How Much Pork To Mix With Venison

You should mix roughly 30% pork fat with venison when making snack sticks, venison sausage should have up to 50% pork fat, and venison burgers and meatballs need only contain about 20% pork fat. The amount of pork fat you need to mix with venison varies depending on the dish you’re making.

What Do You Mix With Deer When Grinding?

You should mix pork and beef fat with deer when grinding. These act as binding agents and flavor enhancers during the grinding process to compensate for the low moisture content of the lean game meat.

The choice and amount of meat to be added typically varies by personal preference. However, it would be best to read up on established golden ratios and meat-venison mixtures to enjoy your favorite ground venison dishes.

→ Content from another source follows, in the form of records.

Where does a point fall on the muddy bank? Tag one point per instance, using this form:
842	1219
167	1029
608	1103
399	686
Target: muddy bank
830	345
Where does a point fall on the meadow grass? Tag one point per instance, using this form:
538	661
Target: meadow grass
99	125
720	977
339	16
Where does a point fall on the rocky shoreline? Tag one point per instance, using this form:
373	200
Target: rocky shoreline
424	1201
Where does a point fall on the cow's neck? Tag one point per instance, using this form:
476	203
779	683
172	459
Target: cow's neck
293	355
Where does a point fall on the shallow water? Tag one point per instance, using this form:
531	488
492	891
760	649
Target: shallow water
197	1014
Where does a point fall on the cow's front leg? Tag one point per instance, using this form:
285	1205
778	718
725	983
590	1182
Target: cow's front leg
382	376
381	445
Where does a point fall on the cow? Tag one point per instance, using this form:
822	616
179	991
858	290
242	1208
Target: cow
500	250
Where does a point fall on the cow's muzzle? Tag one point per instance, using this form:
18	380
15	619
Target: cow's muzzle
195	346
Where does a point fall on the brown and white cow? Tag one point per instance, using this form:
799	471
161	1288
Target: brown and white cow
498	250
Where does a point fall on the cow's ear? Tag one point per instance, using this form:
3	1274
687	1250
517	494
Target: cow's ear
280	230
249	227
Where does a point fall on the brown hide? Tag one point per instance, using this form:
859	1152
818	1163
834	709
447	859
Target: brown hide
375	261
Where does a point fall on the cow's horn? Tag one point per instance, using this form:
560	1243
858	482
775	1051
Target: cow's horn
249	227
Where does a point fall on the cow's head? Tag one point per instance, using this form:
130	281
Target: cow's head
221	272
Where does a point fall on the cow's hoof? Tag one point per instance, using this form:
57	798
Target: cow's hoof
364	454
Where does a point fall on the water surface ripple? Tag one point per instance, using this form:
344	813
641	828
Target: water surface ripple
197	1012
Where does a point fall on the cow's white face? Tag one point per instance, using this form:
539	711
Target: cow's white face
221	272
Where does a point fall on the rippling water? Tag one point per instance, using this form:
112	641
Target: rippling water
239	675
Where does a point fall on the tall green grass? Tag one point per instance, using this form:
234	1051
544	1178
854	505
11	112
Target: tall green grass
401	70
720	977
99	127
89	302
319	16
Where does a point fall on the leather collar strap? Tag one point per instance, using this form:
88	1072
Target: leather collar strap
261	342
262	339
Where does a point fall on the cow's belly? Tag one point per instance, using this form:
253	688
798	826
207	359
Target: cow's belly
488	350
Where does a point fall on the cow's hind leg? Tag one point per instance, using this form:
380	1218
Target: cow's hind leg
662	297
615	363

You can opt to mix beef fat with venison to make a patty or meatloaf more cohesive or to enjoy juicy snack sticks that would instead feel dry if you stick with pure venison.

If you are sort of a food connoisseur, you may notice, though, that the overall texture and juiciness of the beef-venison combination lacks refinement, in which case, you may want to try mixing it with pork.

Ground pork fat functions similarly to beef fat when mixed with venison, although you might observe a more savory mix when using pork.

An essential factor to watch out for and consider would be the source of pork fat that you mix with venison.

For instance, fat from pork belly may contain too much flavor and could overpower the deer meat.

You will not want this if you are more inclined to highlight venison’s flavor than the former in the ground meat mix.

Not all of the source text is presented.